U.S. District Judge John D. Bates in Washington became the third judge to rule against the White House's plans to end the program.
Judges William Alsup and Nicholas Garaufis, both Clinton appointees, had each issued injunctions earlier this year preventing the administration from terminating DACA based on its stated rationale that the Obama-era program was an illegal executive overreach.
Bates' decision does not hold that the Trump administration lacks the authority to rescind DACA. Rather, it holds that the administration's justification for ending the policy is insufficient under the Administrative Procedure Act, which states that courts “shall . . . hold unlawful and set aside agency action . . . found to be . . . arbitrary, capricious, an abuse of discretion, or otherwise not in accordance with law.”
In his ruling, Bates noted a "non-trivial" possibility that the administration would be able to remedy his concerns by providing an alternative rationale.
"Athough the substantive flaws in DACA’s rescission are curable in theory, the Department may face practical obstacles when attempting to remedy them," Bates wrote. "Nonetheless, there remains a 'nontrivial likelihood' that the agency could justify DACA’s rescission on remand."
"[T]here remains a 'nontrivial likelihood' that the agency could justify DACA’s rescission on remand."
But Bates' 60-page ruling was mostly bad news for the White House for now. It requires that immigration officials "accept and process new as well as renewal DACA applications" if the administration "cannot better explain its view that DACA is unlawful" within a 90-day stay period.
DACA allowed immigrants brought to the U.S. illegally as children, known as Dreamers, to stay and work legally under renewable permits. President Trump announced last year that he would end the program started by President Obama.
It was officially rescinded in March, but DHS is continuing to issue renewals because of the previous court orders.
Bates' underlying reasoning -- that Trump's decision to terminate DACA was impermissibly "arbitrary and capricious," lacking even a minimal coherent legal justification -- mirrors Alsup and Garaufis' judgment.
The White House's decision "was predicated primarily on its legal judgment that [DACA] was unlawful," Bates wrote. "That legal judgment was virtually unexplained, however, and so it cannot support the agency's decision."
But unlike Bates, Garaufis and Alsup had stopped short of ordering that the Trump administration also resume processing new DACA applicants, saying they could not show the same level of harm as existing beneficiaries.
The court "cannot say that plaintiffs have demonstrated either that these individuals would be irreparably harmed without injunctive relief or that the balance of equities favors these individuals to the same extent it favors existing DACA beneficiaries," Garaufis wrote in February.

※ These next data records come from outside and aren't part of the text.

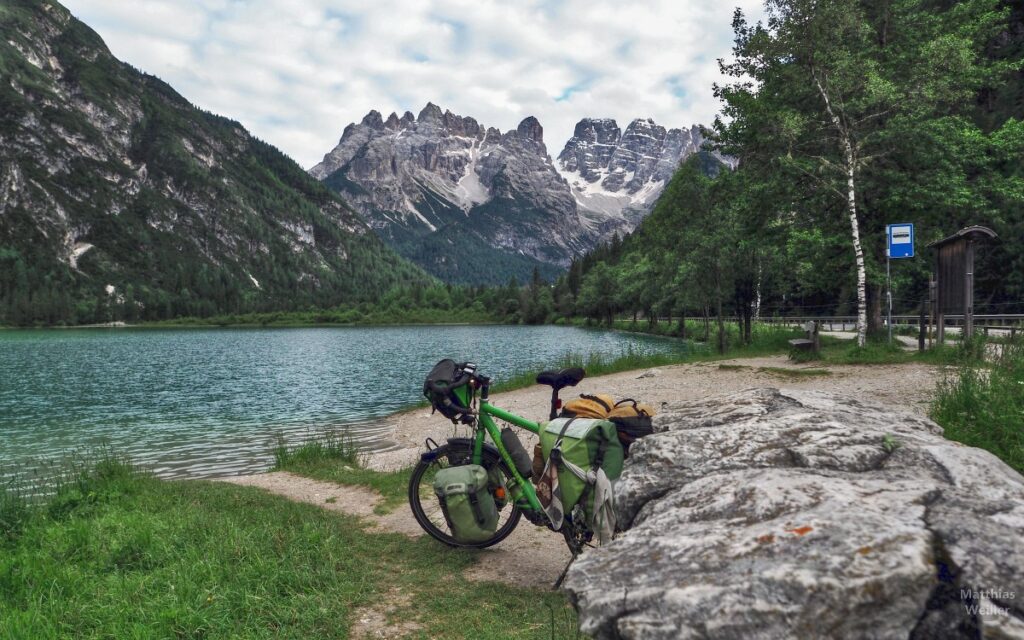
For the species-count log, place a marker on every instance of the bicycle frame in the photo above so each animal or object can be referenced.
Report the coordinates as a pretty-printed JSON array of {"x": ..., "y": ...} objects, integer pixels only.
[{"x": 486, "y": 426}]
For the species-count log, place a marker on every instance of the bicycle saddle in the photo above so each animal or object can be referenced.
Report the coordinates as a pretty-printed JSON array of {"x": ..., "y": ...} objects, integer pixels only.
[{"x": 561, "y": 378}]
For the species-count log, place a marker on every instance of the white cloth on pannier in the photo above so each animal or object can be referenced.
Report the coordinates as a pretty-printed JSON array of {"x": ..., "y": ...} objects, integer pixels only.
[{"x": 603, "y": 519}]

Bates' decision stays the proceedings until July 27, by which point both parties have to file a joint report "stating whether DHS has issued a new decision rescinding DACA and whether the parties contemplate the need for further proceedings in this case."
In a tweet responding to the ruling, the ACLU called the decision "a huge blow to the Trump administration's bottom line."
The civil rights group added: "DACA is constitutional, deal with it."